Member-Iterator auf eigene Klasse



  • hustbaer schrieb:

    Eine Intrusive-List ala Boost.Intrusive verwenden.
    Dann kannst du wieder Zeiger speichern, da du jederzeit mit O(1) einen Zeiger in einen Iterator verwandeln kannst.

    Ich wollte hier zwar kein Boost verwenden, aber das schaue ich mir auf jeden Fall mal an. Merci!

    otze schrieb:

    sonst hätte ich dir boost::graph vorgeschlagen

    Danke, aber von Boost.Graph und seinem impliziten, über-abstrahierten und mies dokumentierten API habe ich vorerst genug. Mit LEMON habe ich persönlich bessere Erfahrungen gemacht. Ist zwar nicht endlos generisch, bietet dafür vernünftige Schnittstellen an.
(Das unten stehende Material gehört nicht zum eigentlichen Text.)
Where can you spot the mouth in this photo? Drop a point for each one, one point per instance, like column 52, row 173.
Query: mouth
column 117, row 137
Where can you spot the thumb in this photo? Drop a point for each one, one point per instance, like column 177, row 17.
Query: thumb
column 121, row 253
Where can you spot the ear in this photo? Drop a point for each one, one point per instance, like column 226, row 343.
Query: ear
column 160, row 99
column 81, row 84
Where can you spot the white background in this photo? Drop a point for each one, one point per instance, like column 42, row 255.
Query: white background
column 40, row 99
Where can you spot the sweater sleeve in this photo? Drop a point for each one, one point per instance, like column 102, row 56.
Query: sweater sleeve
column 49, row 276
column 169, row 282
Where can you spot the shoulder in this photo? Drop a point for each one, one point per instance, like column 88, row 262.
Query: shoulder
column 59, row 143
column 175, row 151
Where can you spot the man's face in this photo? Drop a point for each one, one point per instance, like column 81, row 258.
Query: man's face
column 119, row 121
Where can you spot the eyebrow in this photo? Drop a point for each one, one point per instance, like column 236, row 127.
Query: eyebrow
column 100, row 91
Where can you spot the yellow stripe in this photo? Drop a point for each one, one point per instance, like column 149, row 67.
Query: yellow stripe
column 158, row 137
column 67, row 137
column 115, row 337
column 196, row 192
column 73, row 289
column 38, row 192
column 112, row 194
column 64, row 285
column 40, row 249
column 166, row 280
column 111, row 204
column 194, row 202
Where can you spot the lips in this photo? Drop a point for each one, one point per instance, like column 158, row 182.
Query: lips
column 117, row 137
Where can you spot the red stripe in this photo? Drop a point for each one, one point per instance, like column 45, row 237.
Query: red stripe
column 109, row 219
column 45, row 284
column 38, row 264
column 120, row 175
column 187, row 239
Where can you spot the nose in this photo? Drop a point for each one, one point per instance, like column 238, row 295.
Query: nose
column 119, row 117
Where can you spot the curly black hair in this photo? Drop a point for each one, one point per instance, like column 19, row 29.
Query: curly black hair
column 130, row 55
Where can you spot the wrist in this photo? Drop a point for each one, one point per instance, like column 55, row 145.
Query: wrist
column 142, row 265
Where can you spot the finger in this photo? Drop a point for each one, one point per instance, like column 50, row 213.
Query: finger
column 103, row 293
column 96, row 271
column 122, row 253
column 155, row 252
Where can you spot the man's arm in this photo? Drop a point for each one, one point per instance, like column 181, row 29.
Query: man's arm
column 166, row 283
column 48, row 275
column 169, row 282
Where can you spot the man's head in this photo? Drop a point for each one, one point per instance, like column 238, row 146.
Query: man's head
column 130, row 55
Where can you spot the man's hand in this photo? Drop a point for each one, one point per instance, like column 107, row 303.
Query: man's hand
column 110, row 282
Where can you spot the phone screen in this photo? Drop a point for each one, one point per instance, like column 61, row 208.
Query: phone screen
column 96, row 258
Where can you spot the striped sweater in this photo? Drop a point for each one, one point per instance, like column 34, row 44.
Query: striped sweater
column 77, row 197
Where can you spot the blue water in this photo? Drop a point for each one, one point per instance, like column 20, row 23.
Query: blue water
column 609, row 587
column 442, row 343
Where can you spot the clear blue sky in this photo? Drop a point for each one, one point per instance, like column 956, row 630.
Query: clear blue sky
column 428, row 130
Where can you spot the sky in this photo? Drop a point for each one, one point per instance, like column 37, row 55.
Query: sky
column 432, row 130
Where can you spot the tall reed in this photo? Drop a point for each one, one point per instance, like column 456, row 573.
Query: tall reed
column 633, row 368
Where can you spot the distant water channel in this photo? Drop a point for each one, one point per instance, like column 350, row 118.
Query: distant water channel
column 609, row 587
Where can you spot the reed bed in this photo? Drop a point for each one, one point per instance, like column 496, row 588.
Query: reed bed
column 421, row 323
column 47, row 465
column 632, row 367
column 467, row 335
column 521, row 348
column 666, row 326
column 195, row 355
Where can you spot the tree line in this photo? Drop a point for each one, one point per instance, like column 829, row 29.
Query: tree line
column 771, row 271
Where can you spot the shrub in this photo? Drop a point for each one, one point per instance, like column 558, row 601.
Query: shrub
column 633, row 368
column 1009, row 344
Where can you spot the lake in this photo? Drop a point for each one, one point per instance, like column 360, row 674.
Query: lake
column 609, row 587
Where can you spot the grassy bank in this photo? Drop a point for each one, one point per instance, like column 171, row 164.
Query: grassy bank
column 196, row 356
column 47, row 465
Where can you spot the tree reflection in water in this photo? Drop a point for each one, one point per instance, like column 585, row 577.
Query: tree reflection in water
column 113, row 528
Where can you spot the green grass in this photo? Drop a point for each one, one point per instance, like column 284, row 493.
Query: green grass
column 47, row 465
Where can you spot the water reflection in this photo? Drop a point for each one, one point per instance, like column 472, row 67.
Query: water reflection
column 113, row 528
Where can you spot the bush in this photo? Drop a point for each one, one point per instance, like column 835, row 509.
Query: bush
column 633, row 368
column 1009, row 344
  • Naja notfalls ist ne doppelt verkettete Liste auch schnell selbst implementiert 🙂



  • Bisher bräuchte ich nur die Methoden push_back() , begin() , end() , erase() , remove_if() , empty() . Würde vielleicht sogar eine einfach verkettete Liste reichen.

    Mühsam ist jedoch Speicherverwaltung. Bei Boosts Intrusive-Containern wird das ja extern geregelt, aber wie wird das in der Praxis gehandhabt? Läuft das nicht darauf hinaus, die Elemente in einem weiteren, besitzenden Container/Pool zu speichern?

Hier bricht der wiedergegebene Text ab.